With two years remaining on both Kobe Bryant and Pau Gasol’s contract, it makes very little sense for the Lakers to extend Bynum, who has already exhibited injury and focus issues.
In three years, LA would have $48.6 million in cap space available and a top-five point guard to come play with.
The Lakers do take back a bad contract in John Salmons, but he will provide much-needed athleticism and scoring to the Lakers' bench.
This deal places the Lakers back into legitimate title contention by allowing them to defend opposing teams' point guards and play either a half-court game or uptempo. The thinking is Los Angeles cannot get Williams, which is false.
In short, Williams gets the same amount of money if he signs straight up with a team versus if he does a sign-and-trade. So once the guard did not re-sign with Brooklyn, he made it known he was willing to take less money to leave.
The Lakers' payroll last season was roughly $86,342,229, which put them third in the league. An addition of Williams combined with the subtraction of Andrew Bynum and Metta World Peace, based on the 4.5 percent raise Williams is entitled, would put the Lakers right around that amount next year.
Still, there is a chance they could be lowered because NBA contracts sometimes stagger and are not done on average.

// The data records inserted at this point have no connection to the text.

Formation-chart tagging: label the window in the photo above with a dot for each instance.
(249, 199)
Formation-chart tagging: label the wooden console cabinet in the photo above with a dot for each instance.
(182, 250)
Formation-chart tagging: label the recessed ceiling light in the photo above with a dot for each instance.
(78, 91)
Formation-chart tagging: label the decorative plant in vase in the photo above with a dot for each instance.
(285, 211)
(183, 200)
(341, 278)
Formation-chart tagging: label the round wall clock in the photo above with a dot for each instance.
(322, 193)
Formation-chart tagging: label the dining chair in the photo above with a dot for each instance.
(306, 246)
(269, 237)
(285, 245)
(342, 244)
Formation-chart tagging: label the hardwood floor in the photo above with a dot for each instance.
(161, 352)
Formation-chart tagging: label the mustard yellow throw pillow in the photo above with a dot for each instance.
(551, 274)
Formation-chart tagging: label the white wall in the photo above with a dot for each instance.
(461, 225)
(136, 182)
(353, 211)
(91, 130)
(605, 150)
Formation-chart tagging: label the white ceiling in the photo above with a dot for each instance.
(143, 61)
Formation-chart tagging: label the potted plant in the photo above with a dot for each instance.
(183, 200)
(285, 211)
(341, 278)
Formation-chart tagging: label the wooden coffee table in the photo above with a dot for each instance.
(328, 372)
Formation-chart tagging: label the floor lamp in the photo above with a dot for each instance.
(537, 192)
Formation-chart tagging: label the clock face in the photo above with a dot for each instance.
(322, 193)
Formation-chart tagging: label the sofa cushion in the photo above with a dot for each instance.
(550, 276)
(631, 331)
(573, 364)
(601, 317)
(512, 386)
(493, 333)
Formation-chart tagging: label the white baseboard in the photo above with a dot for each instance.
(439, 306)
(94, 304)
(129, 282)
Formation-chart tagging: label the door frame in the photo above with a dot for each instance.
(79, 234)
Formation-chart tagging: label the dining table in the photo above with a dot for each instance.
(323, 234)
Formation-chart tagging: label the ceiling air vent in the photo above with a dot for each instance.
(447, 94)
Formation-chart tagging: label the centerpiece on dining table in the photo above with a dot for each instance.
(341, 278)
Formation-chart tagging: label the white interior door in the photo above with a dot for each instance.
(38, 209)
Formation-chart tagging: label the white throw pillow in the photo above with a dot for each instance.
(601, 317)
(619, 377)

Either way, L.A. would not be over extending itself to add Williams and would recoup any luxury tax penalties in playoff and road sales revenue.
Brooklyn Nets Get...
Point Guard Tyreke Evans (18.2 points per and 5.3 assists per)
Center Andrew Bynum (11.7 points per and 7.8 rebounds per)
Forward Metta World Peace (14.2 points per and 4.7 rebounds per)
Forward Francisco Garcia (8.6 points per and 2.8 rebounds per)
New Jersey Makes This Deal Because...
They have wanted a star to rebuild around and need to generate hype as they move to Brooklyn.
Nets general manager Billy King is very familiar with former Rookie of the Year Tyreke Evans based on his time with 76ers and Evans being born in raised just 15 minutes away in Chester, PA.
The chance to add North Jersey native Andrew Bynum and Queens native Metta World Peace to a lineup featuring a young gunner would give Brooklyn the cache the desperately seek.
This deal makes Brooklyn at the very least a real playoff contender. In a division that features a rebuilding Boston and sporadic the Knicks, Brooklyn can entertain the thoughts of winning their division.
Cousins is not coming to the Lakers to be a star—he is coming to be their starting center. The 6’11" power forward should not have a problem switching to center.
The former Kentucky Wildcat is tough, can score inside and, most of all, is under contract for just two more seasons at $8.7 million. The second year is a team option and runs parallel with the end of both Bryant and Gasol’s contract.
DeMarcus has been questioned since he entered the league, but would flourish under head coach Mike Brown, who is one of the best big men teachers in the game going back to his San Antonio Malik Rose and Tim Duncan days.